Come abbiamo scritto nella proposta di legge presentata a livello nazionale, le politiche di austerità hanno portato a una recessione pesante nei confronti della quale oggi i governi cercano di porre un argine con singoli e modesti interventi a favore della crescita. Ma l’impostazione è sbagliata: la crescita non può essere un totem che produce occupazione in un quadro immutato di politiche economiche restrittive, senza tener conto del fatto che le imprese aumentano la produzione, aumentando conseguentemente l’occupazione, solo se cresce la domanda o se si prevede che possa crescere. Per questo può e deve essere lo Stato a progettare e realizzare un programma straordinario e sperimentale di interventi pubblici.

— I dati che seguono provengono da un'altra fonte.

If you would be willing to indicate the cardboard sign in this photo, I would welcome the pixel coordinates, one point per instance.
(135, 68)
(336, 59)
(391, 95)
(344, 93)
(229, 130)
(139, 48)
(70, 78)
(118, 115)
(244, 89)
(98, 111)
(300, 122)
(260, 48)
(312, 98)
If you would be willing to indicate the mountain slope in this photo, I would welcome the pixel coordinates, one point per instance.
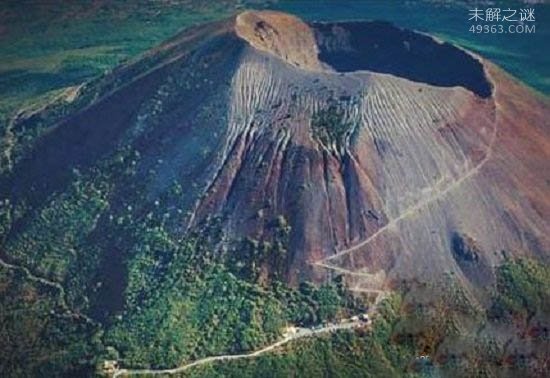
(382, 161)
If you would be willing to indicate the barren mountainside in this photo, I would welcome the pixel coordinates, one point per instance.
(387, 155)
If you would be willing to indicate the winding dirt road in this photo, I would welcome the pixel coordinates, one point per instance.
(414, 208)
(301, 333)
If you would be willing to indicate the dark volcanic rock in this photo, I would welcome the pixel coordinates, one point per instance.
(373, 143)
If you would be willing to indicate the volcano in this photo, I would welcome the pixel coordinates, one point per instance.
(388, 154)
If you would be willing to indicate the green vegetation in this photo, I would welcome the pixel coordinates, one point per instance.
(358, 353)
(523, 291)
(182, 303)
(330, 127)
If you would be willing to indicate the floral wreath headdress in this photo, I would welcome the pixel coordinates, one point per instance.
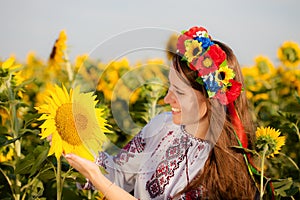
(196, 47)
(209, 60)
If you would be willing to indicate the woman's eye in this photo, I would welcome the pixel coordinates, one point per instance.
(180, 93)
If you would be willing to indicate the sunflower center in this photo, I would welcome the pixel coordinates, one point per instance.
(67, 125)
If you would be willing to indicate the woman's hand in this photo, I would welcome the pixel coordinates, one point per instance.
(92, 172)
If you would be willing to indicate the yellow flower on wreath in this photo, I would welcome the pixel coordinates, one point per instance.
(193, 50)
(270, 137)
(289, 54)
(72, 122)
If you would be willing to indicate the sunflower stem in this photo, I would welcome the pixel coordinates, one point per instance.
(15, 133)
(58, 179)
(262, 172)
(297, 130)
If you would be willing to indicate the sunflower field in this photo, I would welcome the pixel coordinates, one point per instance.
(47, 106)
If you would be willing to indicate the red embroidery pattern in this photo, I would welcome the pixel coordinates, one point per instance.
(198, 194)
(166, 168)
(136, 145)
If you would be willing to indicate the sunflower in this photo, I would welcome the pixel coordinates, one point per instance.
(269, 137)
(289, 54)
(72, 122)
(265, 67)
(10, 65)
(193, 50)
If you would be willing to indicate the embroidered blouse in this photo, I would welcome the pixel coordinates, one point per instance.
(158, 162)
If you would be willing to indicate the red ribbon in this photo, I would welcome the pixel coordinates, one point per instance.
(237, 124)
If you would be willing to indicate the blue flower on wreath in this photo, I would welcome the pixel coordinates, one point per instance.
(211, 84)
(206, 42)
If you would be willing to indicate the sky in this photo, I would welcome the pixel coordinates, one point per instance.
(138, 29)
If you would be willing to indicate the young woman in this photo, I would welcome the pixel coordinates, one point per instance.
(187, 153)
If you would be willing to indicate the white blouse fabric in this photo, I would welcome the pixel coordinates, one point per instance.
(158, 162)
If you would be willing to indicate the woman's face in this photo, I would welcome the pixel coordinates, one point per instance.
(188, 105)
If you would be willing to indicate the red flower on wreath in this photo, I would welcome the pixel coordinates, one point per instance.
(192, 31)
(216, 54)
(180, 43)
(232, 93)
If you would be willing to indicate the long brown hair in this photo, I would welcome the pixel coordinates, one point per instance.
(225, 174)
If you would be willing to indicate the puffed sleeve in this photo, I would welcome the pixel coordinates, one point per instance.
(124, 167)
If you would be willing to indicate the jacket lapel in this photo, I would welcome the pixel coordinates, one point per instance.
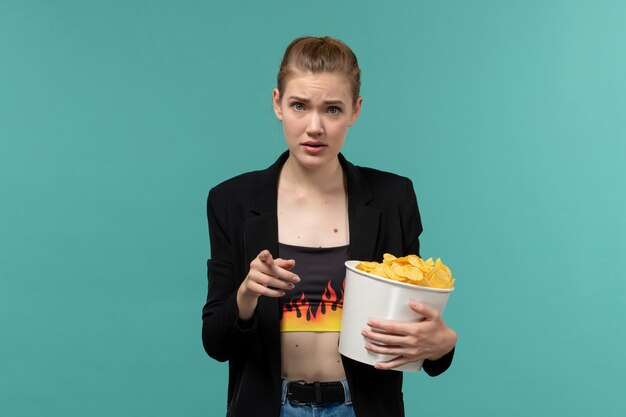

Ma anche a livello regionale possiamo impostare il nostro lavoro politico secondo questo paradigma.
La strategia Europa 2020 per i Fondi Strutturali 2014/2020 è un’opportunità per progettare investimenti mirati in innovazione e sviluppo, riqualificazione del territorio, turismo e agricoltura sostenibili e produzioni con alti tassi occupazionali.
Bisogna orientare la crescita verso un nuovo modello di sviluppo: rilanciare investimenti che oltre a mirare alla ripresa ne cambino la natura e struttura a partire dalla sostenibilità ambientale e dal riequilibrio verso la domanda interna e i consumi collettivi.
Solo così potremo rispondere al dramma della disoccupazione tempestivamente, senza attendere un futuribile ma quanto mai dubbio nuovo boom economico che impiegherebbe non meno di quindici anni per riportare l’occupazione a livelli fisiologici.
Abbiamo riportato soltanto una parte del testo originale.